I’m not suggesting that we grow soft on biblical truth. I want to stand firm on everything Jesus stood firm on. But I want to be careful to say the things that Jesus said in the way that Jesus said them. I want to hold those truths in such a way that I actually look and act and feel to other people like Jesus!

Here’s a helpful rule of thumb: If you find your theological convictions making you less like Jesus, then something is off. If you can’t live consistently with your beliefs in such a way that your life looks like Jesus’ life, then you’re missing something.

I am a conservative American Christian. There are very few areas where I have come to disagree with the Christianity I was taught growing up or even with my very conservative seminary training. But I have come to see numerous areas in which some aspects of that theology were wrongly emphasized, or held with a sinful level of certainty, or wielded like a weapon rather than borne in love and grace. And I have also seen many of my brothers and sisters (and also myself) turn to other battles that we have never been called to.

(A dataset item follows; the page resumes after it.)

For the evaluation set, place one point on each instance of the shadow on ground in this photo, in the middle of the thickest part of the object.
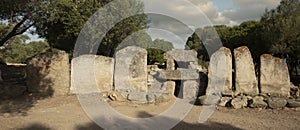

So I am continuing to try to live in that journey of pursuing the words, works, and ways of Jesus. It’s not enough to quote chapter and verse. We have to quote chapter and verse while also living in love and embodying the grace that God so readily extends to everyone around us. That is the journey of Jackass Theology. And I’m deeply thankful for a growing group of people that are on that same journey with me.